Principle Investigator: PostDocs: PreDoc:
Funding period: April 2006 - March 2009



Scientific aims

This project is concerned with questions of existence, stability, and numerical simulation of travelling wave solutions of certain model equations of applied mathematics. Based on an intuitive notion of waves, travelling waves are spatially localized structures moving with constant velocity. Although travelling waves are very special solutions, in some situations they can be used as building blocks of more general phenomena. Some of the model equations we consider (so called macroscopic models) describe a continuous medium (such as air) by macroscopic quantities like density, average velocity and temperature. The second class of models (so called kinetic models) use a refined description. Our special interest is in macroscopic models where certain phenomena (such as a sonic boom) can only be described by jumps of certain quantities, whereas a kinetic description provides a continuous resolution of the structure in the form of a so called shock profile.
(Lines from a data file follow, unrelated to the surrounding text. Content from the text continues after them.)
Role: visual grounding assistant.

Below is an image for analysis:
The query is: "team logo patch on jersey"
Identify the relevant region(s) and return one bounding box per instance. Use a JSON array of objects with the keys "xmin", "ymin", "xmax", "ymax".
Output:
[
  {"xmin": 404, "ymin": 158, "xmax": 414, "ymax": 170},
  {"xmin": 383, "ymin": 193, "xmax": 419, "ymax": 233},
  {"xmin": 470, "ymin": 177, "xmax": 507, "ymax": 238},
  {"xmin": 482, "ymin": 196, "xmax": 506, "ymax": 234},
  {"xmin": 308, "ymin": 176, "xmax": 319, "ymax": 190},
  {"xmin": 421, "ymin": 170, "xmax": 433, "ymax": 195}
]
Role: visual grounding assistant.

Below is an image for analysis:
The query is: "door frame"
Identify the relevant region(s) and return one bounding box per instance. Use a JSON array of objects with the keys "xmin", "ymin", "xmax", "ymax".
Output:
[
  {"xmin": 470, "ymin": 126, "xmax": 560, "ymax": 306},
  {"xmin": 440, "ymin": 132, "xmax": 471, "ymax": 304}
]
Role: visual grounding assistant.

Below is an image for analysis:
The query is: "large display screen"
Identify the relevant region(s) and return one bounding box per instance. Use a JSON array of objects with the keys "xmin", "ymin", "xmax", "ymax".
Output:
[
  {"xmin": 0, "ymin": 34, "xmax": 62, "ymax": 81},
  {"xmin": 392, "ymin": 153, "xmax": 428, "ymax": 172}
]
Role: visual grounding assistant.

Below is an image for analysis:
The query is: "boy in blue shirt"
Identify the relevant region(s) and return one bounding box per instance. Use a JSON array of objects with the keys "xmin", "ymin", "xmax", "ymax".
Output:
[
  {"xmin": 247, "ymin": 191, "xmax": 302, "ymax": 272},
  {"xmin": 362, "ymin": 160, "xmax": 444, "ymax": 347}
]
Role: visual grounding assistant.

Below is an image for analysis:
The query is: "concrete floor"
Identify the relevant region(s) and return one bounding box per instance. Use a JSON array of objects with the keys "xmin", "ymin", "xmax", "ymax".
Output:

On the other hand, the disadvantage of kinetic descriptions is their much more complicated theoretical and numerical treatment. Other model problems are mathematical descriptions of charge transport in semiconductors and plasmas, including an example from the theory of microwave generators. The first step in the mathematical treatment is a proof of existence of small amplitude travelling wave solutions. Stability of these waves is checked by trying to find solution components strongly growing under the influence of perturbations. These theoretical investigations will be inspired and complemented by computer experiments for the numerical approximation of travelling wave solutions.